Uchoa ficou calado, pensativo. Coitado do menino, sofreu tanto na vida, bem que ele podia fingir que não viu o vídeo-game. Por outro lado, porém, ele tinha que consegui arrecadar pelo menos dez mil, se não era adeus comissão do banco. Dinheiro bom, tinha precisão dele. Lembrou-se, ainda, do filho e da promessa que havia feito a ele. Mentalmente, calculou novamente quanto havia de ter arrecado com os objetos. Com sorte, devia ter conseguido um pouco mais de dez mil. Mas ele não tinha certeza, calculou tudo de cabeça, alguns objetos estavam antigos, podia dar menos no leilão. O vídeo-game era a garantia que ao menos nos dez mil ele chegava. O que devia fazer então? Uchoa ficou frio... Cruel instante! Por que foi inventar de ser justamente oficial de justiça? Por que não estudou o suficiente pra ser juiz? Uma hora dessas, ia no gabinete, sem fazer nada...

Uma nuvem negra passou-lhe pelos olhos.

Sim, bem que ele podia fingir que não o vídeo-game do menino, mas isso poderia significar a perca da comissão que ele tanto esperava e contava.

O choro do menino ecoando pela sala.

Olhou para o pai e pro policial.
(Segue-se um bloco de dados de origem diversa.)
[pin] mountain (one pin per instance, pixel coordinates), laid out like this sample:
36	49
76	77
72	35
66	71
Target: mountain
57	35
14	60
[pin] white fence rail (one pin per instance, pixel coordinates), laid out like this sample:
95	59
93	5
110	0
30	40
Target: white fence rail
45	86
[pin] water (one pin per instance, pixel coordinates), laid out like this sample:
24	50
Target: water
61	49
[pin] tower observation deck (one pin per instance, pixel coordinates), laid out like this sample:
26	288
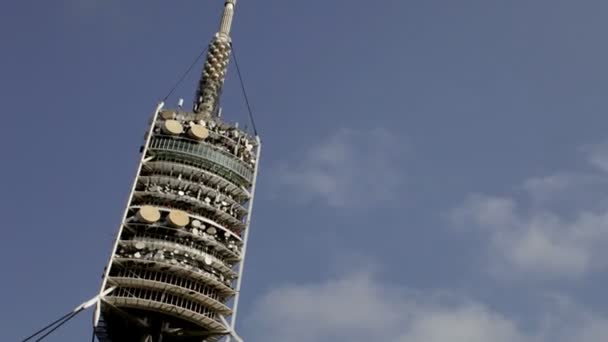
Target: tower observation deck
177	262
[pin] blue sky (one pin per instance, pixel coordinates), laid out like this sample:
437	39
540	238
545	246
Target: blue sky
432	170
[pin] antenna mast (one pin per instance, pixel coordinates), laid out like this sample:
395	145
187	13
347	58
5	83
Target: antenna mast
216	64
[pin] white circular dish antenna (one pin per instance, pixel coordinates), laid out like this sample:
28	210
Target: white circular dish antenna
198	132
178	218
208	260
148	214
167	115
172	127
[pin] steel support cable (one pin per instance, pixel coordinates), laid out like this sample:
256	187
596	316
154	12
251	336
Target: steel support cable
60	321
181	79
59	325
238	71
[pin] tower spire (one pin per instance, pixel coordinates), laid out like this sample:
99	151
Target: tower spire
216	64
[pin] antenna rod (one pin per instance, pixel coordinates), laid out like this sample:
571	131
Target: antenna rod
214	71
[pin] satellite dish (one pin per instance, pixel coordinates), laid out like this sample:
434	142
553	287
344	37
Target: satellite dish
148	214
208	260
172	127
198	132
167	114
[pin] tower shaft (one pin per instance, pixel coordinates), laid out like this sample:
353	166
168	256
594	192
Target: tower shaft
177	261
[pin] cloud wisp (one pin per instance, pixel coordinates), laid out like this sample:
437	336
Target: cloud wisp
542	239
359	307
351	168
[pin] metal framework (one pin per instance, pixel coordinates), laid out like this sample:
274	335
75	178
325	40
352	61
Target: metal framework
176	266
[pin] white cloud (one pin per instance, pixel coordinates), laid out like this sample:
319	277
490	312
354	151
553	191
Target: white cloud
359	307
598	155
543	239
349	168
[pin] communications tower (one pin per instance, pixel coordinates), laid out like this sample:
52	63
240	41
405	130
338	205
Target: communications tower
177	262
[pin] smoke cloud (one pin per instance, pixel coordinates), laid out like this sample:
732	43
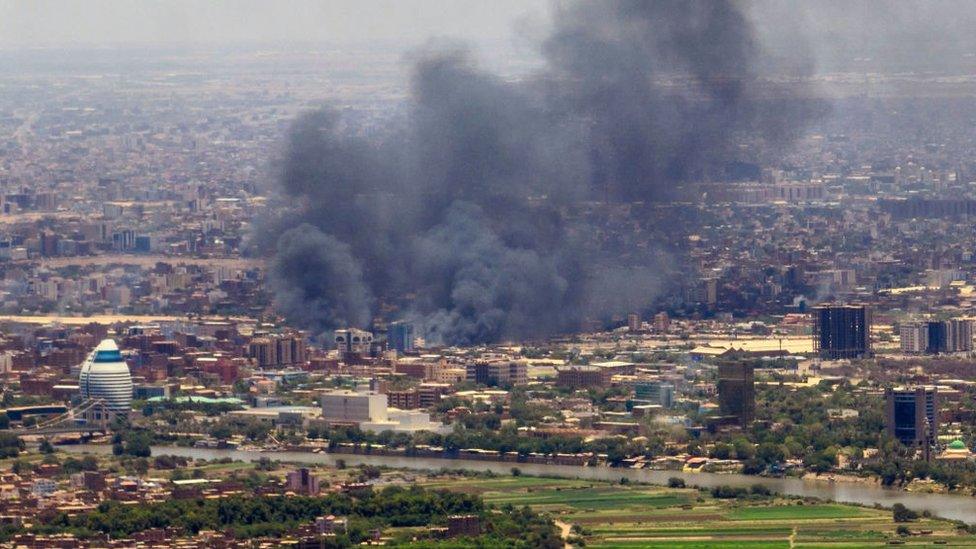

Os dois lhe olhando. Olhares fixos, apreensivos, de quem estar a espera de um veredito.

O choro do menino ecoando pelos seus ouvidos.

Lembrou-se do filho. O aniversário dele tava chegando, era no próximo mês. O bixim ia ficar tão feliz se recebesse o vídeo-game de presente. A mulher iria parar de atanazar a mente. Ademais, ele prometeu, e promessa é promessa. Ficou decidido. Com uma das mãos pegou a caneta e anotou na prancheta: vídeo-game.

Depois, virou-se para o pai e disse:

- Às três horas o caminhão vem buscar os produtos.

Com uma das mãos fez um gesto chamando o policial e os dois foram caminhando até a saída. No caminho, em um dos quartos, encontraram o menino aos berros deitado no colo da irmã.

- Chora não, maninho, chora não! A gente compra outro desses pra vocêrepetia ela a toda hora, enquanto acariciava os cabelos do irmão.